The Quackbot and Emotet information stealing Trojans have been showing renewed activity over the past several months and are increasingly targeting enterprises, small and medium businesses, and other organizations, Microsoft says.
Featuring similar behavior, the two malware families have typically focused on individual online banking users, but their operators seem interested in new revenue streams. They also have expanded the Trojans’ capabilities with spreading functionality to increase the chances of multiple infections in corporate networks.
Over the years, the authors of Qakbot and Emotet focused on improving their code to evade detection, stay under the radar longer, and increase the chances of spreading to other potential victims. A look at the behavior of both malware families shows many similarities, Microsoft notes in a blog post.
Both Trojans use a dropper for infection (some recent Quakbot variants are spread via exploit kits), with the dropper being responsible for injecting code into explorer.exe, dropping the payload into random folders, and ensuring persistence. The two malware families can send encrypted information to the command and control (C&C) server.

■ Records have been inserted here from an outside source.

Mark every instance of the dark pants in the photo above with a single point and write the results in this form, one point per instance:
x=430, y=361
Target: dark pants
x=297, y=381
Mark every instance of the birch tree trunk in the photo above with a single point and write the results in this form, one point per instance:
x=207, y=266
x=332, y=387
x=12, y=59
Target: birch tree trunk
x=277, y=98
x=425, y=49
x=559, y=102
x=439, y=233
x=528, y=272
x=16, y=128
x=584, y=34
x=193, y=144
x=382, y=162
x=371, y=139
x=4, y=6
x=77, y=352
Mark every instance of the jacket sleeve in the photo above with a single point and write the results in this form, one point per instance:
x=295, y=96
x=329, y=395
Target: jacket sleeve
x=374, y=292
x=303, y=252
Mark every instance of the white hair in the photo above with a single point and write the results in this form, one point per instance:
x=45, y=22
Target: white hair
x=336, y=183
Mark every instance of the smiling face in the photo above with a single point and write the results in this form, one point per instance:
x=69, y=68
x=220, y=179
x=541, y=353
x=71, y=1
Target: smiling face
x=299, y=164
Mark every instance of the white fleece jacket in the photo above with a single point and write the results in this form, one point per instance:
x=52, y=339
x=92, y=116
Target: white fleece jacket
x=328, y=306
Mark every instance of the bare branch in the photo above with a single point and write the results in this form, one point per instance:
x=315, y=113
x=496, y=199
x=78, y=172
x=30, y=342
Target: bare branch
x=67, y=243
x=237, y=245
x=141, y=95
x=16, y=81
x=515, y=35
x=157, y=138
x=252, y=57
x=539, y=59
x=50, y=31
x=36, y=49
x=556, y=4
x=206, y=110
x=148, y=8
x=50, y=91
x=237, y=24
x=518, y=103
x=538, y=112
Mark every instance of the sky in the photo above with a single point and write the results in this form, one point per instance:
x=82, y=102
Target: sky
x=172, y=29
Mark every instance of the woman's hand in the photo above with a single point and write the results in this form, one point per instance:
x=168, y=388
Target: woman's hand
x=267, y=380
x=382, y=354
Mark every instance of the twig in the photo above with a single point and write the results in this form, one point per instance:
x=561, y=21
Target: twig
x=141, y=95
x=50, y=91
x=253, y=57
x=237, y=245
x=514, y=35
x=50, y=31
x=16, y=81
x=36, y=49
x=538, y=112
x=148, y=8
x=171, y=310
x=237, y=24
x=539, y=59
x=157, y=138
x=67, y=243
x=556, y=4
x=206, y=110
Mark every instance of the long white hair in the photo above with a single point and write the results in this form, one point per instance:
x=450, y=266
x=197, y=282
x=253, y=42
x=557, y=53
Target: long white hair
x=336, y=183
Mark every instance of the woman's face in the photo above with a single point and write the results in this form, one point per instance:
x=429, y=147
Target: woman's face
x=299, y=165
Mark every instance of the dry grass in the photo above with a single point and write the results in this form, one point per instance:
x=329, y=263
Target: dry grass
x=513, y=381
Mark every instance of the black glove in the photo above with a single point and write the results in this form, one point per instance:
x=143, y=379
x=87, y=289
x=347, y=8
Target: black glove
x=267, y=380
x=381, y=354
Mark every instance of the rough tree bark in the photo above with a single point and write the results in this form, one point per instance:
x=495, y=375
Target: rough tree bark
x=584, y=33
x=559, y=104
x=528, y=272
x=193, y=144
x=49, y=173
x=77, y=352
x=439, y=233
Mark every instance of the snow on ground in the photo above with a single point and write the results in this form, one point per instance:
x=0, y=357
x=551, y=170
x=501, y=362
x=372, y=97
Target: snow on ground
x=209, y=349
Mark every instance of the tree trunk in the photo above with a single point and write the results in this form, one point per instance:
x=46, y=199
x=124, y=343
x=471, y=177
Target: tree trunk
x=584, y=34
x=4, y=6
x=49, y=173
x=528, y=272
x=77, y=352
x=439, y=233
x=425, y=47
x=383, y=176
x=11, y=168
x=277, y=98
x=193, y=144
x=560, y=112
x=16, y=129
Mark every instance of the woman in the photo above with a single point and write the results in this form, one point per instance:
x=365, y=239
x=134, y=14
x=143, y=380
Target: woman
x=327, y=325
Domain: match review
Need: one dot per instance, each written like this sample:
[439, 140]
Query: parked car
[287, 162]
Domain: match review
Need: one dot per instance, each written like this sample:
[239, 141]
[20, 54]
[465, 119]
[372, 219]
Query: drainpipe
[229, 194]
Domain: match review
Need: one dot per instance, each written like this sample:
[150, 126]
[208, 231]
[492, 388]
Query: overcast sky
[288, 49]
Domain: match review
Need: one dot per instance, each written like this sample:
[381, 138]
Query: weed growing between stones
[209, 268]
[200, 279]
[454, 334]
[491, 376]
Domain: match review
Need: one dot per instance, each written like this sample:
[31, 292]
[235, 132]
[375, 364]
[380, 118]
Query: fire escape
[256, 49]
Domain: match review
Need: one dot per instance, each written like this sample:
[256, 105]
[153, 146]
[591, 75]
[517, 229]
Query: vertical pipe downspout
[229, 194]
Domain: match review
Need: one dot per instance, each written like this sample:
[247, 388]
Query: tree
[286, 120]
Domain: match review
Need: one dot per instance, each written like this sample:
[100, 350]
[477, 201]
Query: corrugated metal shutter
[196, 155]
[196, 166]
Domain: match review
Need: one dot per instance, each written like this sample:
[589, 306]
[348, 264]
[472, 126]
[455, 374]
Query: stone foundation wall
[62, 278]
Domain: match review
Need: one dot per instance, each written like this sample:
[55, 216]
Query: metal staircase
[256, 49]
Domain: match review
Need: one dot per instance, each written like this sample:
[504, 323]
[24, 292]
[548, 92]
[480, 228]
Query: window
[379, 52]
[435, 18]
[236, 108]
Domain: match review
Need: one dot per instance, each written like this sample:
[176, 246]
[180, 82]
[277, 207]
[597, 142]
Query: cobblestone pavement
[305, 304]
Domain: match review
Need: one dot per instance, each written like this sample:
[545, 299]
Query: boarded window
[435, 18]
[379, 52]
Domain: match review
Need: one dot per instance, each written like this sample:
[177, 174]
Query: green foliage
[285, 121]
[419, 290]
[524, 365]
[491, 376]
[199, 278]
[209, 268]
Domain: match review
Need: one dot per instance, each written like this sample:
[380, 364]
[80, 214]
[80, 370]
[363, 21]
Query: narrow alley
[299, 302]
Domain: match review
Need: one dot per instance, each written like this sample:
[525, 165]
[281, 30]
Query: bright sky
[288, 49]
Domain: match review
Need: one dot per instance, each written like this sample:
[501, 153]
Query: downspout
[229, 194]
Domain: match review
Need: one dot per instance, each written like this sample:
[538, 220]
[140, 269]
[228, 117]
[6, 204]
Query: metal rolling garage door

Both Qakbot and Emotet have been designed to steal victim’s information and can do so by logging keystrokes, by hooking browser and network-related APIs, and stealing cookies and certificates.
The two Trojans also have the ability to spread to accessible network shares and drives, including removable drives such as USB sticks. They can also spread via default admin shares and shared folders and can attempt to brute-force attacks using enumerated Active Directory accounts and can use Server Message Block (SMB) to infect other machines.
According to Microsoft, while Windows 10 already includes a variety of features to keep users safe from malware families such as Qakbot and Emotet, enterprises can apply a series of steps to mitigate possible infections and remove the threats from their networks.
The first step would be to cut the infected machines from the network until they have been cleaned (an operation that can be easily performed with the help of Windows Defender Advanced Threat Protection, the company says) and to stop sharing folders that show sign of infection. Good credential hygiene should help as well.
As a second step, locking down the Scheduled Tasks folder and disabling autorun should prevent the malware from automatically running on the compromised machines. The next step would be to remove the Qakbot and Emotet from the infected systems, as well as any other related malware accompanying them.
Finally, enterprises are advised to determine the initial infection vector and take steps to address it, as well as to enable real-time protections on all machines in the network to prevent future infections. Setting email policies to block messages that might be carrying malware, protecting domain credentials and educating employees on such threats should also help prevent future infections.